Thursday, December 11, 2008


"Dear Santa, I have been extra good this year and did not say the F word because of Auburn football more than six nine 14 times even though I really wanted to. For Christmas, I would like one Brian Kelly please. Signed, the JCCW."

Meant to include this in today's edition of the Works and forgot, but you should still totally check out Dr. Saturday's breakdown of the importance--or rather, the complete lack thereof--of SEC coaching experience in hiring an SEC championship-winning coach.

Your money graf:

Only one championship coach since Steve Spurrier's last hurrah at Florida, Tommy Tuberville, had ever coached in any capacity at an SEC school before landing his headlining gig in the conference; Tuberville is also the only coach to even hail from an "SEC state," if Arkansas even qualifies -- the Razorbacks weren't in the conference until 1992, well into Tuberville's eight-year stint with the dominant Miami teams under Jimmy Johnson and Dennis Erickson. Tubs had never coached in the SEC before landing the Ole Miss job in 1995, and when he finally broke through in 2004, his chief innovation was hiring an offensive coordinator, Al Borges, who had spent his entire life on the West Coast before a two-year stint at Indiana.
In other words: that Johnson and Kelly (and to "a lesser extent" per the JCCW's personal preferences, Leach and Gill) have no ties to the conference isn't a problem. To look at the success of Saban, Meyer, Richt, and Miles, hell, it might even be a positive.
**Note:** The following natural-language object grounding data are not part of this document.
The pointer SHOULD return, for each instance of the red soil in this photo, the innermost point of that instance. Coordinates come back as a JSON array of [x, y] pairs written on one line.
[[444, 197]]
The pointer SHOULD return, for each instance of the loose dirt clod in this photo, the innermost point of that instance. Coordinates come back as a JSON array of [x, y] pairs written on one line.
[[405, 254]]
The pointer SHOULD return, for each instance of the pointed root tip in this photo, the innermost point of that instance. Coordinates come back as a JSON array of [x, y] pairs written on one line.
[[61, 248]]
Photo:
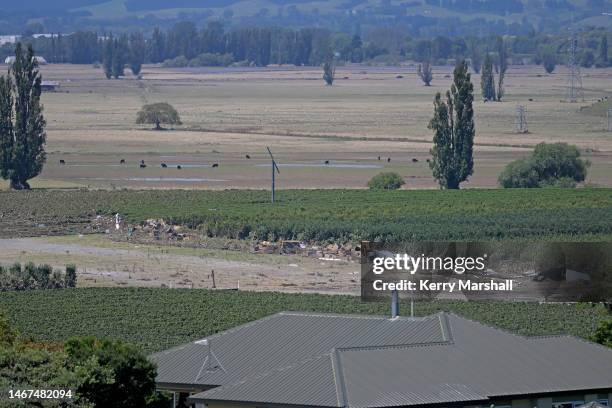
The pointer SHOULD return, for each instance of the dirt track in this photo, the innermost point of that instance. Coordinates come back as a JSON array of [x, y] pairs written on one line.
[[101, 262]]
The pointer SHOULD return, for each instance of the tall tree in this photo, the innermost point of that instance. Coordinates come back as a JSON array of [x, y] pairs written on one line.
[[120, 56], [137, 52], [487, 79], [425, 73], [502, 55], [329, 71], [22, 126], [602, 57], [107, 57], [454, 130]]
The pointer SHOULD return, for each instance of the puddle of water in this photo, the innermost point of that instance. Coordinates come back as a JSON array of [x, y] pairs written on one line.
[[333, 165]]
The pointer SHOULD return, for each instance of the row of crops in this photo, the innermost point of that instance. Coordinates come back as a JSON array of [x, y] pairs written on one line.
[[156, 319], [326, 215]]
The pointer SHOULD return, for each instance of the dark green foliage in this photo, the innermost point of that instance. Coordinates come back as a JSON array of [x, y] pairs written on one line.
[[386, 181], [453, 126], [22, 126], [551, 165], [603, 334], [329, 215], [602, 57], [487, 79], [31, 276], [587, 59], [157, 114], [123, 376], [329, 71], [548, 58], [425, 72], [502, 55], [115, 56], [70, 276], [107, 57], [8, 334], [155, 319], [137, 52]]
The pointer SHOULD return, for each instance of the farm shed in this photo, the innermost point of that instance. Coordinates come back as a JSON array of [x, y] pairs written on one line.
[[49, 86], [39, 59], [327, 360]]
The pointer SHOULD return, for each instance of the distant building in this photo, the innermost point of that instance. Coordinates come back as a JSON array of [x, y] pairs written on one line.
[[9, 39], [49, 86], [40, 60]]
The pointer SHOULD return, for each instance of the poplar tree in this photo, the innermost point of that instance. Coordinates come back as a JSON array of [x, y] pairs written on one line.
[[425, 72], [502, 52], [602, 58], [22, 126], [487, 79], [454, 130]]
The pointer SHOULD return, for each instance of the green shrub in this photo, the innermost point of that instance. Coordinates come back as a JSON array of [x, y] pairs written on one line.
[[386, 181], [551, 165]]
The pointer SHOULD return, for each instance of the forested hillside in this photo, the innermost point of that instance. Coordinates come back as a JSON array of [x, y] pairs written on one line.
[[418, 17]]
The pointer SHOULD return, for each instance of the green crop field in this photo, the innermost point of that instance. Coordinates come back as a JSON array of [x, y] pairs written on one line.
[[156, 319], [326, 215]]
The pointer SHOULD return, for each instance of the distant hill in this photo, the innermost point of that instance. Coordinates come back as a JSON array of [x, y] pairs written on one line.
[[418, 17]]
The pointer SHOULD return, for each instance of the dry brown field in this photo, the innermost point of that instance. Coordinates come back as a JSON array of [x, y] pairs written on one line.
[[228, 113]]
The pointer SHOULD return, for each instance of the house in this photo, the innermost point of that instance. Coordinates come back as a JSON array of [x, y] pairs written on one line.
[[328, 360]]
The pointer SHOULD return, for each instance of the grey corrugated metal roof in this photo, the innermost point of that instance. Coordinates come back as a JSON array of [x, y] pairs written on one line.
[[285, 338], [478, 362]]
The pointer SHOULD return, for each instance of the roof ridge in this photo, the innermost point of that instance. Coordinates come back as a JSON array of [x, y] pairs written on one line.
[[396, 346], [214, 335], [356, 316], [339, 382], [263, 374]]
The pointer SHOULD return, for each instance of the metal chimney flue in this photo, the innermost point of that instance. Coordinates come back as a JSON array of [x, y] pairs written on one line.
[[394, 304]]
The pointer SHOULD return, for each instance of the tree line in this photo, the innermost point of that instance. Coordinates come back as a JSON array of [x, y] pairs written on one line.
[[188, 44], [30, 276]]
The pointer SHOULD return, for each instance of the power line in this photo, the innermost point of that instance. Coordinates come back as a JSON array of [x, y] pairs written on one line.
[[574, 79], [521, 120]]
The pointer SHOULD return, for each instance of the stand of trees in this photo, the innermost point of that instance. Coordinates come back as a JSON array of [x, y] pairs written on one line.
[[22, 126], [550, 165], [97, 373], [453, 125], [30, 276], [251, 45]]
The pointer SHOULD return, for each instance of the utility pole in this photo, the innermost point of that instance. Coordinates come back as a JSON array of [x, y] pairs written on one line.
[[274, 171], [574, 79], [521, 120]]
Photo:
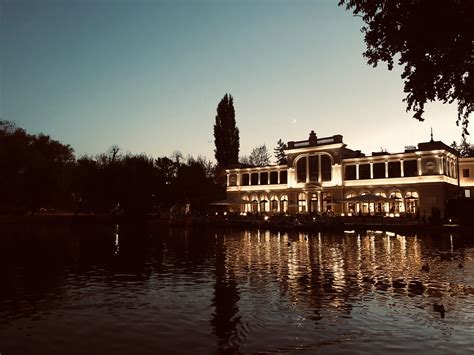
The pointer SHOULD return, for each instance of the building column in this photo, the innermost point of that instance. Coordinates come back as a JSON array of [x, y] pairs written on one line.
[[319, 169], [307, 168]]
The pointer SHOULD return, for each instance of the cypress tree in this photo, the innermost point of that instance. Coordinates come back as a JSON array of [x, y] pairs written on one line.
[[226, 134]]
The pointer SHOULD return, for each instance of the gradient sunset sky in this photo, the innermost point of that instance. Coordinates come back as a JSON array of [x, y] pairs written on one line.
[[148, 75]]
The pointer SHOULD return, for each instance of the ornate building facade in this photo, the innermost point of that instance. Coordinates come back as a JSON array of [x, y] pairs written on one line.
[[323, 175]]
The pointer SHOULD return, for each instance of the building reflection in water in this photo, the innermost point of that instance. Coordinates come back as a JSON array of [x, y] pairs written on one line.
[[323, 272], [225, 318]]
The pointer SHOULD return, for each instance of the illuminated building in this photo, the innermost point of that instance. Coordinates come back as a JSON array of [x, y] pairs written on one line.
[[322, 174]]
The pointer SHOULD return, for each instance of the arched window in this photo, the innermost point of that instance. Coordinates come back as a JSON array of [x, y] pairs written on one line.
[[301, 170], [254, 203], [351, 206], [365, 207], [301, 202], [326, 168], [313, 203], [274, 204], [412, 201], [380, 207], [396, 202], [284, 203], [264, 204]]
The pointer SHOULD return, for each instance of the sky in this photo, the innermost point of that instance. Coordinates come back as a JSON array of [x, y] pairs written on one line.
[[148, 75]]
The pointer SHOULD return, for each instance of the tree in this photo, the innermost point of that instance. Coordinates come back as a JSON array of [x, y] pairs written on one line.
[[279, 152], [226, 134], [260, 156], [432, 39]]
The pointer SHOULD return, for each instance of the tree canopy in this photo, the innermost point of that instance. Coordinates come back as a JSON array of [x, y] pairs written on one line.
[[432, 39], [279, 152], [226, 134], [260, 156]]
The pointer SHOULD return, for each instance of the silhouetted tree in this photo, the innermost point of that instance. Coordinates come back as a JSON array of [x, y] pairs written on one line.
[[260, 156], [432, 39], [279, 152], [226, 134], [244, 160]]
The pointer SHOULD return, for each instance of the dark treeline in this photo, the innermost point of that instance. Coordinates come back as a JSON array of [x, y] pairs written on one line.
[[38, 172]]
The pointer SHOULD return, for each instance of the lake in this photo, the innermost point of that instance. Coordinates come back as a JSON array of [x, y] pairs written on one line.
[[130, 289]]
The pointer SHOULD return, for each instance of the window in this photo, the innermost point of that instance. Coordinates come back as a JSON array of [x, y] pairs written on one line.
[[313, 168], [246, 205], [350, 173], [394, 169], [410, 168], [301, 170], [411, 202], [326, 168], [283, 203], [273, 204], [379, 170], [264, 204], [301, 202], [274, 177], [232, 180], [364, 171], [254, 178]]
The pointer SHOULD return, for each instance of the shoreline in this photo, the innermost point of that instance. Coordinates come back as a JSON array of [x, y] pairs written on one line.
[[331, 225]]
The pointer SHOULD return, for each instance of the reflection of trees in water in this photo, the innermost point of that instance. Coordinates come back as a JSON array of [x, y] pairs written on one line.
[[226, 296]]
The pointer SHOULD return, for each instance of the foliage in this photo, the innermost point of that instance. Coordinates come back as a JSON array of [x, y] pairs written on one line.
[[432, 39], [464, 148], [34, 169], [37, 172], [279, 152], [260, 156], [226, 134]]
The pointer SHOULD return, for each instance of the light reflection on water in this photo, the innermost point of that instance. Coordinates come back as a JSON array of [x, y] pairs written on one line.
[[131, 289]]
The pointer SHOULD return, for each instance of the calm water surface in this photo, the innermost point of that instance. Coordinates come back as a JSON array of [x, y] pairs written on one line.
[[135, 290]]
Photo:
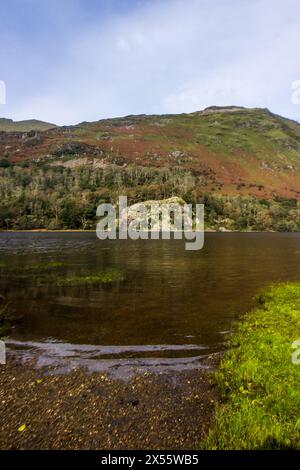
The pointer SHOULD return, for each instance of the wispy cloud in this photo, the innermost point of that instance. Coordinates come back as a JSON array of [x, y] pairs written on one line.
[[158, 57]]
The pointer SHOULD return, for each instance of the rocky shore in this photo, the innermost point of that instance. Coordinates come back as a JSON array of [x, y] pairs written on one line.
[[40, 409]]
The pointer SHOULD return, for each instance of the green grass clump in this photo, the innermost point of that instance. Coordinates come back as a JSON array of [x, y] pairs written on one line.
[[259, 384], [102, 277]]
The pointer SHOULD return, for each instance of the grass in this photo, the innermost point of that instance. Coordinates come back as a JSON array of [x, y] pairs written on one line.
[[102, 277], [259, 384]]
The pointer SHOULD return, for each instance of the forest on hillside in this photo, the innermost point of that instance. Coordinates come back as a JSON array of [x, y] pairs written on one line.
[[55, 197]]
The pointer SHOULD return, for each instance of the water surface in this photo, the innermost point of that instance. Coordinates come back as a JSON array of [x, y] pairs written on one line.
[[171, 310]]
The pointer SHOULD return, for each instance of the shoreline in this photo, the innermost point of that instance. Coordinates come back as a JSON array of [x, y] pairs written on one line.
[[78, 410]]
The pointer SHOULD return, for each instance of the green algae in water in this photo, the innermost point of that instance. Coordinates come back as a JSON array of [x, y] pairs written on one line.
[[101, 277], [46, 266]]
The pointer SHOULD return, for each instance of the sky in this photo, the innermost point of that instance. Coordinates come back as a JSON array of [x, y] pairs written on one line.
[[68, 61]]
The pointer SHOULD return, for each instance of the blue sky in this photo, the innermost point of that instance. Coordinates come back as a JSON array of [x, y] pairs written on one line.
[[72, 60]]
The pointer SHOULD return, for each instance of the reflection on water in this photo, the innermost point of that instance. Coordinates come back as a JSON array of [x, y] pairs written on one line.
[[171, 310]]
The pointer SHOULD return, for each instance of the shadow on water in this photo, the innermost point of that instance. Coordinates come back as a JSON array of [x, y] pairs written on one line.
[[167, 308]]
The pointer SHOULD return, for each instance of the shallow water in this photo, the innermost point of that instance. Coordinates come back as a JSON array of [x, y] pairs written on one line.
[[171, 310]]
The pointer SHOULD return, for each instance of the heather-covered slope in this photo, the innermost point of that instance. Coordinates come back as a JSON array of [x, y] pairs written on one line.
[[8, 125], [235, 150], [243, 163]]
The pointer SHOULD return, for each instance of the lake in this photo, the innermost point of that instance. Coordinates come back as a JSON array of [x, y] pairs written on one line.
[[168, 309]]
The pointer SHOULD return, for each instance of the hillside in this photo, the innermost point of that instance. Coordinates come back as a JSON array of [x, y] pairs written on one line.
[[219, 154], [8, 125]]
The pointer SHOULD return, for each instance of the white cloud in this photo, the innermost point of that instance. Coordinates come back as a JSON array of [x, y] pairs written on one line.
[[175, 56]]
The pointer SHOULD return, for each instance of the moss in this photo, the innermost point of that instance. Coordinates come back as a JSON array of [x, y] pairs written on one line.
[[259, 384]]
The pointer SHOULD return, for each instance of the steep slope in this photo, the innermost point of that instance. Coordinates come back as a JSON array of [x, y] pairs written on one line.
[[8, 125], [234, 150]]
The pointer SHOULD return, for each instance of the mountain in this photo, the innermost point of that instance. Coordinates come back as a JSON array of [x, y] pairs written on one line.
[[235, 150], [8, 125], [244, 163]]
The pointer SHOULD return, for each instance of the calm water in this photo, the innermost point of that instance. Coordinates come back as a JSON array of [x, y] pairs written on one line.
[[172, 309]]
However, the most substantial tie that binds three of those coaches, along with Tubby--in other words, four of the last five SEC championship-winning coaches--is that they held a head coaching position before they were hired by the school at which they won the SEC.

We can go further: of the 10 coaches in the BCS this year, one is Joe Paterno. The circumstances of Joe Paterno's hire after he returned from his service in the Crimean War aren't entirely relevant. But of the other nine, seven of them--all but Stoops and Whittingham--had previous head coaching experience. Six of the nine got their first head coaching experience at some form of "lower level" school (I-AA, MAC, etc.) than the one at which they eventually made their name.

One other connection: age. Of the five SEC title-wining coaches Dr. Saturday mentions, only one--Miles--had past his 50th birthday when he was hired at the school he won the title with. Of the 10 coaches to make the BCS this year, all but Saban were hired at their current school before they turned 50.

The bottom line: if you're looking to make a home run hire--to hire a coach who can win the SEC and put your team into the national spotlight--your best bet is to ignore whether a candidate has SEC ties or not and grab someone under the ago of 50 who has previous successful head coaching experience.

No one available has more "successful head coaching experience" than Kelly, Johnson, or Leach. They should be the frontrunners--and while I'd be equally happy with Johnson or Kelly, if you put a gun to my head, the age difference would make me say Kelly.

Seeing as how none of those guys seem to be serious candidates for the Auburn job at the moment (sigh), what it does it actually mean for Auburn's search? It means Gill or Slimeball Graham or even Hoke or Dooley are definitely better hires than Garner or Nix, probably better hires than Fisher, and everyone is better than hiring a 63-year-old.

1 comment:

Alex P from Smyrna G said...

I hear you, Jerry. If he'll leave Cinci, then Kelly is the best choice among HCs at schools at or below Auburn's level of prestige. I see "Next Urban Meyer" written all over him.

I would still rather have Leach - more for the splash than anything. Also I would like us to be known as the tigerwareagleplainsmenpirates.